O protesto aconteceu durante a manhã desta segunda-feira em simultâneo em Lisboa, Porto e Coimbra. Os trabalhadores da EDP mobilizaram-se para dar uma resposta pública e demonstrar o seu descontentamento com a atitude que a administração tem tomado nas negociações salariais para 2021.

«Enquanto os lucros EDP crescem, os trabalhadores empobrecem.
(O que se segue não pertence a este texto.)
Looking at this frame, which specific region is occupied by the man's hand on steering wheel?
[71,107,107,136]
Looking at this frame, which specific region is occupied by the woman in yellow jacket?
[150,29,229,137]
Exigimos salários justos», lia-se numa das faixas levantadas esta manhã pelos funcionários que participavam na concentração em frente das instalações da EDP, exigindo «ser ouvidos» e, acima de tudo, «respeitados e valorizados».

Em declarações à RTP, Miguel Ângelo, dirigente do Sindicato dos Trabalhadores das Indústrias Transformadoras, Energia e Actividades do Ambiente do Norte (SITE Norte/CGTP-IN), afirmou que a proposta da administração podia ser uma «brincadeira», uma vez que uma empresa como a EDP, que regista 810 milhões de euros de lucros no grupo e distribui dividendos de 775 milhões, não pode chegar a uma mesa negocial e recusar aumentos salariais.

«Estamos aqui a pedir um donativo àqueles que passam», ironizou o dirigente. «A EDP precisa de uma ajuda para dar aumentos aos seus trabalhadores.» Lembrando que estes deram «o seu máximo» apesar da crise sanitária e de muitos estarem em teletrabalho, com as dificuldades que adiveram de conjugar a vida pessoal com a profissional, Miguel Ângelo considera «inadmissível» que seja esta a resposta a dar aos trabalhadores.

O dirigente lembra ainda que a mesma empresa vai oferecer 800 mil euros por ano, durante três anos, ao ex-administrador António Mexia para este não assinar pela concorrência. «É uma grande contradição, dizer que não tem nada para dar aos seus trabalhadores.»